The Solaris Manual

A long time ago, at a company far far away… The Atari Years continue.

Atari Solaris Anecdote Number One: The Crummy Manual
— Doug Neubauer, June 28, 2009

Introduction

Nostalgically, I was looking over some reviews and trivia about the old 2600 games, when I came upon a review of Solaris. The reviewer liked the game, but what was up with the manual?

Which jogged my memory. I had forgotten all about the crummy Solaris manual.

The Crummy Solaris Manual

atari solaris manual excerpt

See what happened was, after the video game crash of ’83, the Tramiels bought Atari and shut down all the video game operations. Then a couple years later they finally figured out they could make some money off these video game things. Somehow they knew I had a game sitting on the shelf and so they called me up.

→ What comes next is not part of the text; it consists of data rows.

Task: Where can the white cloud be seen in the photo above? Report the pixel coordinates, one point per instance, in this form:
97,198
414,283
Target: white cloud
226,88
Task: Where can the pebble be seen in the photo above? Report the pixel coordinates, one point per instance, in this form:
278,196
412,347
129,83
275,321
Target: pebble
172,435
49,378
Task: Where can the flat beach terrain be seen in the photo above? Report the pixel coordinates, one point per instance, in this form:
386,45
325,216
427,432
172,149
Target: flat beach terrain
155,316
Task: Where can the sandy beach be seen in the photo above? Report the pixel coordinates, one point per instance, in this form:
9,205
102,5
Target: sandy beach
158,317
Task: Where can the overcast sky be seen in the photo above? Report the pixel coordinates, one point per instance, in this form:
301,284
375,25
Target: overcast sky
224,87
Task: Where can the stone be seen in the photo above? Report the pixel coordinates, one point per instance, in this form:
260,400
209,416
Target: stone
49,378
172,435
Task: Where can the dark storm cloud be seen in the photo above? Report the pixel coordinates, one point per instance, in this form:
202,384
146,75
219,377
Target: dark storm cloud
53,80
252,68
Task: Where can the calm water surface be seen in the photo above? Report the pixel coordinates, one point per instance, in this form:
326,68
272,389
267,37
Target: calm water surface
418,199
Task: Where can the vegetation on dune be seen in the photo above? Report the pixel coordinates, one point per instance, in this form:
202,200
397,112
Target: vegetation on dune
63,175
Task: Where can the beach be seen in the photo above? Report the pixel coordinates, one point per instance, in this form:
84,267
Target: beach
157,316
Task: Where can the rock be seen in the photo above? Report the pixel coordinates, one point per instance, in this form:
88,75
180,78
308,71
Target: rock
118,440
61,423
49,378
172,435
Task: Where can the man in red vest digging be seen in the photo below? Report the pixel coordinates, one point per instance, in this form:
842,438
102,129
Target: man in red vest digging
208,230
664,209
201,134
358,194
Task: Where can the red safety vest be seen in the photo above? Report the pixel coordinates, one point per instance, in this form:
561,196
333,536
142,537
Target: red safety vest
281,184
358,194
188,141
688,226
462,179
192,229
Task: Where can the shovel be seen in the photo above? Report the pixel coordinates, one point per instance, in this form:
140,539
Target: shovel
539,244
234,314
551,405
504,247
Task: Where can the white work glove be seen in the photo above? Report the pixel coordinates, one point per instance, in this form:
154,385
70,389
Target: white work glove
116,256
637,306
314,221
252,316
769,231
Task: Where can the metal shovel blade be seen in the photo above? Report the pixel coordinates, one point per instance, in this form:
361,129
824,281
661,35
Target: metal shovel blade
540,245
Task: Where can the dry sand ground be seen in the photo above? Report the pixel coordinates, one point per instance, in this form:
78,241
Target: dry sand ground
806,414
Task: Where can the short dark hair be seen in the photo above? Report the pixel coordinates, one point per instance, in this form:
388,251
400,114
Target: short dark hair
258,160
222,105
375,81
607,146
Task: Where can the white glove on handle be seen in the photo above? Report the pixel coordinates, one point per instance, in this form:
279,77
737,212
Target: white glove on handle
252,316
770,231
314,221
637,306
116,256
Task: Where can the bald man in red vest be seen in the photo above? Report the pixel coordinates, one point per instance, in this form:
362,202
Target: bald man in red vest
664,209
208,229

At the time I was working at Imagen, an image processing/laser printer company, doing some chip and systems design. Anyway, Atari wanted the game, so a deal was struck.

I made a few improvements to the game, added some more charts and so forth. Then I handed everything over to Atari: the “master eprom” of the game and my engineering notes.

Now the thing about Imagen is that it was one of the early pioneers in desktop publishing, and since I was working there I naturally did my engineering notes with desktop publishing. Today of course, what with Word and Photoshop, this is all routine, but back then I think it was pretty unusual and the guys at Atari were pretty impressed.

Engineering notes, in case you didn’t know, consist of a preliminary workup of the game manual, some rudimentary drawings and some technical info.

So Atari took all the stuff, happy as clams, and off they went to manufacture the game.

But little did I suspect that they would take my engineering notes, almost verbatim, and make a manual out of it, including the primitive little sketches I did. Apparently Atari was cash strapped at the time, but so strapped they couldn’t afford a graphics artist? Sheesh!

But I learned my lesson, from then on I submitted my notes in pencil.

So there it is, for what it’s worth, the story of the Crummy Solaris Manual.